Obudziłam się z bardzo wielkim bólem głowy i pleców. Byłam na statku T.A.R.C.Z.Y. Wszędzie bym poznała ten statek, jest jedyny w swoim rodzaju. Wstałam z miękkiego łóżka. Rozciągnęłam się tak, że aż mi w kościach za chrupało. Ból już prawie zniknął, więc poszłam się rozejrzeć. Kilka pokoi dalej zobaczyłam Thora, Iron Man-a, Kapitana Amerykę i Hulka, ale w postaci człowieka. Podeszłam jeszcze lekko obierając się o ściany.

- O, Cohite. Już wstałaś?- spytał Hulk- Myślałem, że będziesz dłużej spała. Widocznie twój organizm jest silniejszy niż jego.

Doktor pokazał na przezroczystą szybę i na Lokiego, który leżał na łóżku w bardzo ciężkim stanie.
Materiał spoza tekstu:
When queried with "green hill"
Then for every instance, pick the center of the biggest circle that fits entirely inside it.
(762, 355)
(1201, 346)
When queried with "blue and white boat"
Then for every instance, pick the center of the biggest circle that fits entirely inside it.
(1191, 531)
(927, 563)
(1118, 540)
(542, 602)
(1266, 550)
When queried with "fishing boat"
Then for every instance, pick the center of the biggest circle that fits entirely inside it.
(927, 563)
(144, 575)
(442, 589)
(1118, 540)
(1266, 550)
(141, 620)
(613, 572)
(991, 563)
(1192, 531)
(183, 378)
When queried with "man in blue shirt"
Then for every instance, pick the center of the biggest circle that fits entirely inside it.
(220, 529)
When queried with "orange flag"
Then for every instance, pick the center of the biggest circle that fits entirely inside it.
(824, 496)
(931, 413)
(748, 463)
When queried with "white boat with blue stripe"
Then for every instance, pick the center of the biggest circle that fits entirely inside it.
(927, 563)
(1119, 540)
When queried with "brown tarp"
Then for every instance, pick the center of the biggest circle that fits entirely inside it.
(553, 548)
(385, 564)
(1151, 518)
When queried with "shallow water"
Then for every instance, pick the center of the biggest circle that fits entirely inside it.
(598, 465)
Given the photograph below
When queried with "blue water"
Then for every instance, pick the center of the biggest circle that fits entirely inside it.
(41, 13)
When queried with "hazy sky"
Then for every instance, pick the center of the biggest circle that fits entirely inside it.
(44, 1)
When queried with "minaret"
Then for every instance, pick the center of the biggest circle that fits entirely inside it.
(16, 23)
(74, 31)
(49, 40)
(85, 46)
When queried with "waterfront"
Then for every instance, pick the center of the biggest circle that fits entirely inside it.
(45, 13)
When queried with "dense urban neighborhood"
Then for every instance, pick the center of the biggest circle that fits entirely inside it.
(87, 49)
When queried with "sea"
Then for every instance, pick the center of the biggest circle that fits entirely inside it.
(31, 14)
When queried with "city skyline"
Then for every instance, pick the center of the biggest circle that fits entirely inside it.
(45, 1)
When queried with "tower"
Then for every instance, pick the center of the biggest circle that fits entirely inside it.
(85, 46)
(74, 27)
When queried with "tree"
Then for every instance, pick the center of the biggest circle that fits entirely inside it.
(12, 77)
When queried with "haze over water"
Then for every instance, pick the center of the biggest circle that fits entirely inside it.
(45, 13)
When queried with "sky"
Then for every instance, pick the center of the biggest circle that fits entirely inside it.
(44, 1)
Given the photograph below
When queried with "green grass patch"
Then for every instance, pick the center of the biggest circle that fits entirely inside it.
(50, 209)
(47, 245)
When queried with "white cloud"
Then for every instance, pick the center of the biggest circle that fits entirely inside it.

- Myślałam, że zostawicie go tam.- powiedziałam opierając się plecami o ścianę

- To mój brat!- powiedział prawie krzykiem Thor

- Gdzie jest Nick Fury?- spytałam

Pokazali mi korytarz i kazali skręcić w lewo. Poszłam już szybszym i mniej chwiejnym krokiem. Doszłam do niego i do sterów statku. Rozmawiał z Hakeye-m i Czarną Wdową, ale mimo to przywitał mnie jak kapitan. Wytłumaczyłam mu kim jestem i kim był ten czarny tygrys, a raczej jak powstał. Wyjaśniłam wszystkie szczegóły tego co się działo jak Avengersi stracili mnie z oczu. Doktor, Stark, Ameryka i Thor przyszli na wezwanie dyrektora Fury-ego. Ja w tym czasie poszłam do pokoju, gdzie leżał Loki. Siedziałam obok niego i wpatrywałam się w zamknięte oczy. Z szuflady wyjęłam długopis i kartki, po czym zaczęłam rysować. Rysunek był niepowtarzalny. Pokazywał historyjkę komiksową, narysowaną na jednej kartce. Jak miałam około jedenastu lat często czytałam takie komiksy. "Kartka z komiksu" przedstawiała cały przebieg zdarzeń. Jak Avengersi do nas przylecieli, ucieczka Lokiego, szukanie wskazówek, spotkanie Meduzy, walka z czarnym tygrysem, aż w końcu Loki, który leży na łóżku z zamkniętymi oczami. Jedno, ostatnie miejsce zostawiłam wolne, to miał być finał, zakończenie. Położyłam długopis na szafce. Wpatrywałam się w kartkę i te komiksowe rysunki, po czym ją zgniotłam i rzuciłam za siebie. Wstałam i wyszłam.